Soddisfatto della squadra che ha a sua disposizione. L’arrivo di Sneijder ha messo il sorriso sulle labbra di Josè Mourinho, che ora ha ciò che gli serve per fare bene anche se domani sera l’olandese non ci sarà: “Sneijder completa la mia squadra. Volevo un difensore centrale, un centrocampista, un trequartista e un centravanti. Sono arrivati tutti, siamo completi, peccato che ciò non sia accaduto nel precampionato, sarebbe stato fantastico avere un mese e mezzo per prepararsi. La squadra è nuova, ma è una squadra con potenzialità, ci vorrà più tempo ma potenzialmente è più equilibrata di quella dell'anno scorso.
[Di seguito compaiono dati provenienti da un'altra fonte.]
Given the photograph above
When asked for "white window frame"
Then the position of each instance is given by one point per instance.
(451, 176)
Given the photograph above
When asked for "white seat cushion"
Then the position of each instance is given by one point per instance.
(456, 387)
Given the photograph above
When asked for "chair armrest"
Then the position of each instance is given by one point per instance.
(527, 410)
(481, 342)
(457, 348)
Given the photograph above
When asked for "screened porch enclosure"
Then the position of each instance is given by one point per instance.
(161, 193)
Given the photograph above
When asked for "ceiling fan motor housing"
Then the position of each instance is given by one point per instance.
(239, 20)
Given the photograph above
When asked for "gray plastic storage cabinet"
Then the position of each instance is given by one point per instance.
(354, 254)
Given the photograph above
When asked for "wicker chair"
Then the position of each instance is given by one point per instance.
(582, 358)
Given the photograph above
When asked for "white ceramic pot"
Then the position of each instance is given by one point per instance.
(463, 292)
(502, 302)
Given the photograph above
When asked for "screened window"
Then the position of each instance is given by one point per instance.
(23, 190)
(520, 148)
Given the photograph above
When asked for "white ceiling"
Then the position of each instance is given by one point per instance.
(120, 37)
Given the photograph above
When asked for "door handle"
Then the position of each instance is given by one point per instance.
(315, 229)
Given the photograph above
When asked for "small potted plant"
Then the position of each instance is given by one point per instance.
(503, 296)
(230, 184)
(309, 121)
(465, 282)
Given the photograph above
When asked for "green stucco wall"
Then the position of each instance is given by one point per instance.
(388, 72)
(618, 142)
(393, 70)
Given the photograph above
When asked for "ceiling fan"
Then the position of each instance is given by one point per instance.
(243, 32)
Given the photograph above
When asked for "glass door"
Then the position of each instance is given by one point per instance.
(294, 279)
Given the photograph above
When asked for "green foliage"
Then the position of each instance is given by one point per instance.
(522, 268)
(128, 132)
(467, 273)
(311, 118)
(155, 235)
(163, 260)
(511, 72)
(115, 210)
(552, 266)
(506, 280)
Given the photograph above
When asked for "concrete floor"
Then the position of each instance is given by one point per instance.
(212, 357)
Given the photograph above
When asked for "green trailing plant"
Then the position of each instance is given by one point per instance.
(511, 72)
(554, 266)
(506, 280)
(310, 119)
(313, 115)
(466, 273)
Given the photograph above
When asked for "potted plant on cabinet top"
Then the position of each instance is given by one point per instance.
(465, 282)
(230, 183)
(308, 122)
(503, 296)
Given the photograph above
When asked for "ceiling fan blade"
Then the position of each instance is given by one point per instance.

Per vedere la vera Inter ci vorranno cinque o sei mesi, ma ci sono allenatori che ci mettono anche degli anni. Sono diventato campione nazionale nella prima stagione alla guida di Porto e Chelse e non posso pretendere più tempo se ho dato prova di poter riuscire a far bene quasi subito”. Il discorso passa poi al derby di domani sera: "Abbiamo a disposizione tutti tranne Cambiasso, avevamo l’incognita Sneijder ma non voglio tornare sull’argomento del poco tempo. Potrei anche decidere di lasciare fuori Zanetti, un allenatore deve fare delle scelte. Chi dice che Santon giocherà a centrocampo era sugli alberi della Pinetina a spiare il nostro allenamento. Ho sempre detto che il Milan è una squadra forte, sono uno dei pochi non rossoneri a dichiararlo e la partita di Siena mi ha dato ragione. Non esiste un favorito a vincere questa partita, l'Inter giocherà per un solo risultato, positivo”.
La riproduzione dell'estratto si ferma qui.